Reasor played using his one good arm, his right, swinging a 5-iron. He hit it about 120 yards. He also used a wedge and putter.

In addition, he had to keep up with his playing partners. And he did that, too.

"On the last three holes on Saturday," Reasor later told the Seattle Post-Intelligencer, "word had gotten around the course what this crazy fool was doing. We had more people watching us than the leaders."

Reasor finished with a total of 381, which was 93-over par and 107 shots behind winner Allen Miller.

For his PGA Tour career from 1969 to 1978, Reasor played in 241 events, made 102 cuts and had 10 top-10 finishes.

Monday, May 1

LPGA Playoff Winner Haru Nomura: 'I Want to Have a Steak'

IT WAS A TOURNAMENT WEEK of playoffs, two of which finished on Monday.

At the revamped Zurich Classic of New Orleans, the first two-man team event on the PGA Tour since Ronald Reagan was president, Cameron Smith and Jonas Blixt beat Kevin Kisner and Scott Brown on the fourth playoff hole.

Meanwhile, on the LPGA Tour, veteran Cristie Kerr and Haru Nomura slogged through six extra holes at the Volunteers of America Texas Shootout.
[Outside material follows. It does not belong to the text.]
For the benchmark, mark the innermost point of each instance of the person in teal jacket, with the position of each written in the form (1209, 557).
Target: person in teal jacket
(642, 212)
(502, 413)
That is, the pair played the 18th hole six times before Nomura finally prevailed. According to many observers, it was an onerous playoff mainly because of Kerr's slow play.

Asked how she would celebrate her third victory, Nomura said, "... I'm here in Texas; I want to have a steak."

On the European Tour, Alexander Levy won the Volvo China Open in a one-hole playoff with Dylan Fritttelli. Levy made up seven shots in the final round, firing a 67 to Frittelli's 74.

"At the start of the round I was thinking maybe top three would be a good result," Levy said, "but when I was on the 15th green and saw I was just one shot behind… that's when I began to believe I could win the tournament."

Levy, 26, has four European Tour titles. His first one was the 2014 Volvo China Open.

"I enjoy playing in China," he said.